# User title



## dosborn (Apr 17, 2009)

My user title changed to FD on it's own. Anybody know what this means??


----------



## bruce333 (Sep 1, 2006)

Don't know.

You are a supporting member so I think you can change it yourself. Go to your User Control Panel (User CP link at the top left) and look under options.


----------



## dosborn (Apr 17, 2009)

Thanks, I was curious more than anything. I did see how to change it under "edit profile". Now I have to come up with some clever, non-offensive title.... that could take a while....:smt115


----------



## unpecador (May 9, 2008)

My guess is that it stands for Forum Donor.


----------



## Todd (Jul 3, 2006)

unpecador said:


> My guess is that it stands for Forum Donor.


And we have a winner!

I had to ask js once before. :smt033


----------



## dosborn (Apr 17, 2009)

Ahhh. I wouldn't have guessed that.
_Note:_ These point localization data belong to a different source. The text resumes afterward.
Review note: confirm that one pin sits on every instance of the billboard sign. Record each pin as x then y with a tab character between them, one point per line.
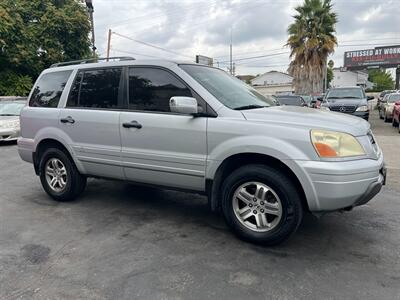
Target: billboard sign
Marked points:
385	57
204	60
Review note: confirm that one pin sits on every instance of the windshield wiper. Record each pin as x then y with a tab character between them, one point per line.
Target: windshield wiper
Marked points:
251	106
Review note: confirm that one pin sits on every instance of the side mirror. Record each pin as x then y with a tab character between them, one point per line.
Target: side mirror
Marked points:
183	105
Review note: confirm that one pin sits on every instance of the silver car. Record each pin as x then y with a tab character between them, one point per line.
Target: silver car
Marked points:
195	128
10	109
I assumed they thought I was a F#&*ing D#%*.:anim_lol:


----------



## James NM (Jan 4, 2007)

dosborn said:


> ... Now I have to come up with some clever, non-offensive title....


Where's the fun in that?


----------



## dosborn (Apr 17, 2009)

Don't get me wrong, I enjoy being offensive, but I would like to keep a good standing membership here.


----------



## James NM (Jan 4, 2007)

dosborn said:


> Don't get me wrong, I enjoy being offensive...


Me too.

And so far, my login still works.


----------